Like other IT areas, hacking has conventions and conferences dedicated to it, such as DefCon, one of the oldest and largest of these. Such gatherings can be a great place to meet and network with peers and employers, and to discover more about hacking. DefCon also has affiliated local groups in select areas.

And remember, never attack or intrude on anyone else’s network or computers without full written permission.

Course to Become a Certified Ethical Hacker

The Certified Ethical Hacker Training Program is a course that prepares students to take the CEH exam. It consists of 18 modules and covers 270 attack technologies, as well as mimics real-life scenarios in 140 labs. The course is run on an intensive five-day schedule with training from 9-5.

At the end, you’ll not only be ready for the exam, but you’ll be ready to handle whatever penetration testing or ethical hacking scenarios come up in your IT security career. These skills are internationally recognized and in high demand, and the CEH certification is well-respected.

The CEH Exam

The 312-50 exam lasts 4 hours and is comprised of 125 multiple choice questions.

It is offered at ECCExam (Exam Prefix – 312-50) and Vue Testing Center (Exam Prefix – 312-50).

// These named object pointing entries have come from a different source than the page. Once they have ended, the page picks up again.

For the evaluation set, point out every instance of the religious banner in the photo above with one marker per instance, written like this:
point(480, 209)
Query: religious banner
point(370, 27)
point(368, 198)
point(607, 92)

The exam tests CEH candidates on the following 18 areas:

  • Introduction to Ethical Hacking
  • Footprinting and Reconnaissance
  • Scanning Networks
  • Enumeration
  • System Hacking
  • Malware Threats
  • Sniffing
  • Social Engineering
  • Denial of Service
  • Session Hijacking
  • Hacking Webservers
  • Hacking Web Applications
  • SQL Injection
  • Hacking Wireless Networks
  • Hacking Mobile Platforms
  • Evading IDS, Firewalls, and Honeypots
  • Cloud Computing
  • Cryptography

Who’s Behind the CEH

The Certified Ethical Hacker credential is sponsored by EC-Council. That’s short for the International Council of E-Commerce Consultants, a member-supported professional organization with a global reach. Authorized, accredited training centers administer the 5-day certification course, while authorized testing centers administer the certification exam. Self-study and instructor-led courses are both available.

In addition to Certified Ethical Hacker, EC-Council offers several other certifications relevant for network security jobs, as well as those for secure programming, e-business and computer forensics jobs. Certification proficiency levels range from entry-level to consultant (independent contractor).


It’s a rigorous exam, but according to this article in Intelligent Defense, the payoff can make it worth it: “On average, CEH-certified professionals earn 8.9 percent more than non-certified professionals for the same security positions, according to PayScale.” Having the certification under your belt can also give you access to new jobs or promotions.